ですがリティージョ様を愛する殿下の一声で、私の調査結果はすべて彼女を貶めるための偽造と決めつけられたのです。……調べたことを偽造扱いされて、神殿は殿下への信頼を失いました。権力で強要したのは事実ですけれど、神殿内にリティージョ様の異母姉の死因を疑う人間がいなければ墓暴きはなされませんでした。
「どうして、そんなことを」
殿下の疑問を無視して、
「異母姉の代わりとして引き取られたのですから、妃殿下はそのまま異母姉の婚約者と婚約していました。……覚えていらっしゃるでしょう」
「あ、ああ。私がリティージョと一緒にいると、いつも睨みつけてきた子息だな。面と向かって不貞の関係に苦言を呈されたこともある。彼は確か……」
「亡くなりました。彼の死因も本来の婚約者と同じです。こちらも神殿にご確認ください。以前に一度報告済みですが」
「……」
「ジョヴァンニの所属していた犯罪組織は王都の闇を支配する巨大な存在でした。それを壊滅させるには亡くなった婚約者の力では足りない、そうお思いになったのでしょう。それに彼は亡くなった異母姉を愛していて、妃殿下のことを疑っていましたから」
神殿に墓暴きを強要出来たのは、リティージョ様の異母姉の婚約者やその家が口添えしてくれたからでもあったのです。
「捨てられたことへの復讐のため、か?」
「……ジョヴァンニの部下が言っていました。妃殿下の束縛は、ただ付き纏うだけではなかったのだと。恋人の大切なものをすべて踏み潰して、どこへも行けないよう、なにも出来ないようにしたがっているとしか思えなかったと。実際ジョヴァンニを兄貴と慕っていたその部下……彼も摘発後に処刑されたのでしょうね……は妃殿下に殺されかけたことがあったといいます。彼はジョヴァンニの母親の死についても妃殿下の関与を疑っていました」
殿下が怯えた顔で息を吸い込みます。ひゅっ、と喉が鳴る音が聞こえました。
「所属する大切な犯罪組織を壊滅させられて、愛しい妻を処刑されて、憎悪に燃えるジョヴァンニの心が自分のことだけでいっぱいになるのが、妃殿下の望みだったのではないでしょうか。……婚約者が亡くなり、卒業パーティで私が婚約破棄されて、妃殿下は巨大な組織を潰すための力……王太子殿下を入手なさいました」
「私は……利用されていただけだったのか?」
「ただの想像ですわ。どうせ殿下は私の言葉など信じたりなさらないのでしょう? これまで通り、自分も婚約者がいるにもかかわらず婚約者のいる男性に擦り寄ってきた妃殿下は純真無垢な清い存在で、殿下を庇ってお亡くなりになった貞女だと信じて生きていかれれば良いではありませんか」
「……王都へ戻ったら、押収した契約書と神殿からの報告書を確認する。先ほど約束した君の名誉回復も必ずやり遂げよう」
「ありがとうございます」
☆ ☆ ☆ ☆ ☆
「殿下には名誉回復なんて無理だろう」
お忍びで辺境伯領まで来ていた殿下が王都へ向かって旅立った後で、隣に立つ夫が言いました。殿下と応接室で会話していたときも、夫は長椅子の私の隣に腰かけていたのです。

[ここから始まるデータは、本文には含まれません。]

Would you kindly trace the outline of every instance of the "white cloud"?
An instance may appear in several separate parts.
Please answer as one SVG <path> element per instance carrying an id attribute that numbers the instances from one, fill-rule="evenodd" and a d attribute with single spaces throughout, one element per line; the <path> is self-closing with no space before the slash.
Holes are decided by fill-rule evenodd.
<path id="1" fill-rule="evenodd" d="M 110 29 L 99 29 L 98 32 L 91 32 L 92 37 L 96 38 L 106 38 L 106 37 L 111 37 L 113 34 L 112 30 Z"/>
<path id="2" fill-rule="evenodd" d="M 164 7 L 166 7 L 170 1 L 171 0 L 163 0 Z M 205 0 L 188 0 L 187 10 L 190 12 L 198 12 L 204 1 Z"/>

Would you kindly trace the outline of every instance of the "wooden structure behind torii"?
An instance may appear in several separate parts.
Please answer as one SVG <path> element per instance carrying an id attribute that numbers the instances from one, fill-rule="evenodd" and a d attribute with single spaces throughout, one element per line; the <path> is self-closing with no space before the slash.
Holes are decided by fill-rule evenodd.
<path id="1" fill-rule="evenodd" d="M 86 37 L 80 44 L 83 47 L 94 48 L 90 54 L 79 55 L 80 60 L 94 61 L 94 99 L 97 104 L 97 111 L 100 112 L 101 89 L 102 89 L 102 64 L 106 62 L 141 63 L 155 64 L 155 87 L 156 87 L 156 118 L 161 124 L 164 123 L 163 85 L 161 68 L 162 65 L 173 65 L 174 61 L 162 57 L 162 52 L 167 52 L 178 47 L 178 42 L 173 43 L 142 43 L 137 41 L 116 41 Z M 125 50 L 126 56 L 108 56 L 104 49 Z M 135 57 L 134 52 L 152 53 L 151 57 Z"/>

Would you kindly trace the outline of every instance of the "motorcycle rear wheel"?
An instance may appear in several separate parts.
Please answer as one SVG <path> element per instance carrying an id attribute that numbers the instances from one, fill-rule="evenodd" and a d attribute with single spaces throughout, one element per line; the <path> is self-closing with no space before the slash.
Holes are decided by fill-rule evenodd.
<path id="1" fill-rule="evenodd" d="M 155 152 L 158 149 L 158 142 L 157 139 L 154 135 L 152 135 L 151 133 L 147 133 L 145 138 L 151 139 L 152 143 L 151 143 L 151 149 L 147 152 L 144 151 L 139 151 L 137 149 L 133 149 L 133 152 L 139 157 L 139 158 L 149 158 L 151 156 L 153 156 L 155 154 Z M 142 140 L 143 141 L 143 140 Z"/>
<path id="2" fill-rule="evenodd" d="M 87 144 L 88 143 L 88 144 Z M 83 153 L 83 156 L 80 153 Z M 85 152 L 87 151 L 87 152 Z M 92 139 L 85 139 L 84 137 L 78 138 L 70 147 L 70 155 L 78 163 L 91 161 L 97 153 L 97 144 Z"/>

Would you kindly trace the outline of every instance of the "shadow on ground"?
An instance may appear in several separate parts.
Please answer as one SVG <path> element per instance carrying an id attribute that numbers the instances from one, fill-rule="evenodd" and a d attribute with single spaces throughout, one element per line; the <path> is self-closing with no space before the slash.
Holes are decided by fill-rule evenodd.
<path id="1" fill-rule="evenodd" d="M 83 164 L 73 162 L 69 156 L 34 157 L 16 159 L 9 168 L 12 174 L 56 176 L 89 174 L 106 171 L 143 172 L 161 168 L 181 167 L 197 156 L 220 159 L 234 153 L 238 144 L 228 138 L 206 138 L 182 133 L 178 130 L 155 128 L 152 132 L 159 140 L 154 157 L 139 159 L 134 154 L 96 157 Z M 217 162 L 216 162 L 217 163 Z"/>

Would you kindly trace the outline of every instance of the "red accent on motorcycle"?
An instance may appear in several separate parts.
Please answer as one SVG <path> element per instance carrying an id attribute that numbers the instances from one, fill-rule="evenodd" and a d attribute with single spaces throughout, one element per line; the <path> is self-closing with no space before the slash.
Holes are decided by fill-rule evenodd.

「君が悪女だなんて、みんなが本当に信じていたわけではない。王太子殿下の機嫌を取って、公爵家の力を削ぐために噂に乗っかっただけなんだから」
「はい。辺境伯家の名を貶める足手纏いの妻で申し訳ありません」
「ん? いや、そんなつもりで言ったわけではない。俺は噂など嘘だとわかっているし、宮廷雀の人脈も必要としていない。欲しかったのは貴族家当主夫人としての誇りを持った、俺が愛せる女性だ。……君で良かったと思っている」
「私も貴方で良かったですわ」
実際のところ、辺境伯領をほとんど出ない私達にとって、王都の社交界での悪い噂など大した傷にはなりません。
それでも愛する夫のことを考えると、こんな形ではなく自分から殿下との婚約を解消して、辺境伯家へ嫁いでいたら良かったと思わずにはいられないのです。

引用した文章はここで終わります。